The goal of the Kim lab is to understand how changes in metabolic pathways support cancer cells and their survival within the tumor environment, and to exploit these changes for therapeutic purposes. Cancer cells are dependent on metabolic pathways which involve the formation of toxic metabolites. The lab aims to understand the role of these pathways, and to target these pathways to poison cancer cells with their own metabolites. Furthermore, as widespread changes in cellular metabolism accompany various physiological and pathological changes in cellular state, the lab is also interested in the potential roles of toxic metabolites in contexts outside of cancer.
- Kim et al. SHMT2 drives glioma cell survivalin ischaemia but imposes a dependence on glycine clearance. (2015) Nature, 520(7547):363-367
The Shaw lab studies the IGF-1R/insulin signaling pathway, with a focus on the Insulin Receptor Substrate (IRS) proteins and the mechanism by which these signaling adaptors regulate tumor progression. The IRS proteins are essential for transmitting signals from the insulin and IGF-1 receptors to regulate growth and metabolic homeostasis in both normal and pathological settings. Research in the Shaw lab investigates how the IRS proteins regulate tumor metabolism, as well as the tumor cell response to the metabolic microenvironment of tumors.
- Pankratz SL, Tan EY, Fine Y, Mercurio AM, Shaw LM. (2009) Insulin receptor substrate-2 regulates aerobic glycolysis in mouse mammary tumor cells via glucose transporter 1. J Biol Chem. 284(4):2031-7.
- Mardilovich K, Shaw LM. (2009) Hypoxia regulates insulin receptor substrate-2 expression to promote breast carcinoma cell survival and invasion. Cancer Res. 69(23):8894-901.
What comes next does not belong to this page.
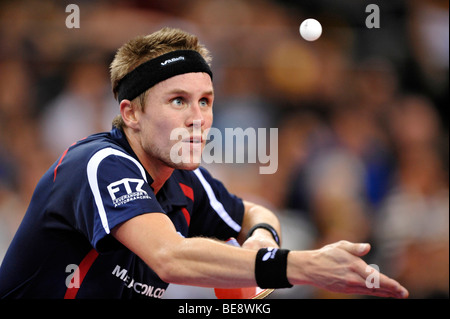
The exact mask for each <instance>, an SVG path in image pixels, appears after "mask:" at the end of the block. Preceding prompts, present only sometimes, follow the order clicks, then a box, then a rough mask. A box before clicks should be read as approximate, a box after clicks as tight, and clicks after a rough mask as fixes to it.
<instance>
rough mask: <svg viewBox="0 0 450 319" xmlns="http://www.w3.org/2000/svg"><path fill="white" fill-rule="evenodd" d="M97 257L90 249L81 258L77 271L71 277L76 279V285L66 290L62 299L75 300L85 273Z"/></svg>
mask: <svg viewBox="0 0 450 319" xmlns="http://www.w3.org/2000/svg"><path fill="white" fill-rule="evenodd" d="M97 257H98V252H97V251H96V250H95V249H94V248H92V249H91V250H90V251H89V252H88V254H87V255H86V256H85V257H84V258H83V260H82V261H81V263H80V265H79V266H78V268H77V270H75V272H74V274H73V277H72V278H76V279H78V283H77V284H76V285H75V286H74V287H70V288H67V290H66V294H65V295H64V299H75V297H76V296H77V293H78V289H80V286H81V283H82V282H83V279H84V277H85V276H86V274H87V272H88V271H89V269H90V268H91V266H92V264H93V263H94V261H95V259H97Z"/></svg>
- Landis J, Shaw LM. (2014) Insulin receptor substrate 2-mediated phosphatidylinositol 3-kinase signaling selectively inhibits glycogen synthase kinase 3β to regulate aerobic glycolysis. J Biol Chem. 289(26):18603-13.
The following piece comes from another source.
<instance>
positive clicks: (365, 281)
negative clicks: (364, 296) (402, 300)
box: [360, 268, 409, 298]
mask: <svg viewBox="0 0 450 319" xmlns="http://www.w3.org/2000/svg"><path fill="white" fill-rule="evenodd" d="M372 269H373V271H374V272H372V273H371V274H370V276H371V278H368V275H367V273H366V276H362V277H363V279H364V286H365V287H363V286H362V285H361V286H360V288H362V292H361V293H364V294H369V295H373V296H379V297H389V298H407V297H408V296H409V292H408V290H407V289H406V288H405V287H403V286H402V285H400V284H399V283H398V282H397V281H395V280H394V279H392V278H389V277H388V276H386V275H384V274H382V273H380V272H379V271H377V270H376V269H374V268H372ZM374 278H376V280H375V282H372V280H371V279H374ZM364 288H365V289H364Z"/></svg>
Aging is a process that involves the coordination of many physiological inputs. The Tissenbaum lab focuses on dissecting the aging process with an emphasis on changes in metabolism, stress, immunity and lifespan. They use C. elegans and an interdisciplinary approach to identify and study the molecular players that define the aging process to identify anti-aging therapies that promote health and not simply prolong life. The Tissenbaum Lab strives to push to their studies to ultimately understand how to promote health in the context of a whole organism.
- Tissenbaum, H. A. (2012) Genetics, Life Span, Health Span, and the Aging Process in Caenorhabditis elegans. J Gerontol A Biol Sci Med Sci. 67(5):503-10.
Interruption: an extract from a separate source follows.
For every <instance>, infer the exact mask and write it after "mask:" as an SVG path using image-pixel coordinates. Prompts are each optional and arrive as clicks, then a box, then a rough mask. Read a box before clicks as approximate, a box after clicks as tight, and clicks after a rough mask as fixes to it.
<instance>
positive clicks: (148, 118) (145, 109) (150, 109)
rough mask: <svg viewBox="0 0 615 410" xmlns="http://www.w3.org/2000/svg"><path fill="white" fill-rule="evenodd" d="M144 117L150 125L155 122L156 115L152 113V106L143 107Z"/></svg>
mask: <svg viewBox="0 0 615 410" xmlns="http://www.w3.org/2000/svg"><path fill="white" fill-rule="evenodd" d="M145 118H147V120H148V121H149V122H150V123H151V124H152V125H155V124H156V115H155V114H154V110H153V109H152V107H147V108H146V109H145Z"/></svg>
- Bansal et al. (2015) Uncoupling lifespan and healthspan in C. elegans longevity mutants. PNAS, 2015 Jan 5. pii: 201412192. PMC4311797
- Bansal, A. and Tissenbaum, H. A. (2015). Quantity or quality? The Scientist
Aneuploidy, which represents a cellular state of having an abnormal number of chromosomes, is associated with human diseases including mental retardation, neurodegenerative diseases and cancer. Recently, the Torres lab discovered that lipid metabolism is altered by aneuploidy and they investigate the molecular mechanisms that alters lipid synthesis in aneuploid cells. The research from the Torres laboratory will significantly contribute to our understanding how normal cells regulate the levels of, and respond to changes in lipid composition potentially leading to a better rationale for utilizing drugs that target lipid metabolism in the clinic.
The Wang Lab is interested in transcriptional and epigenetic mechanisms that control brown fat fate determination and maintenance. They explore whether the identified mechanisms can be utilized to convert white fat to brown-like fat, with the goal to reveal potential therapeutic targets for obesity and associated metabolic diseases.
- Pan et al. (2014) MicroRNA-378 controls classical brown fat expansion to counteract obesity. Nat Commun, 5:4725 .
- Pan et al. (2012) The histone demethylase Jhdm1a regulates hepatic gluconeogenesis. PLoS Genet, 8(6):e1002761.
- Pan et al. (2009) Twist-1 is a PPARdelta-inducible, negative-feedback regulator of PGC-1alpha in brown fat metabolism. Cell, 137(1):73-86.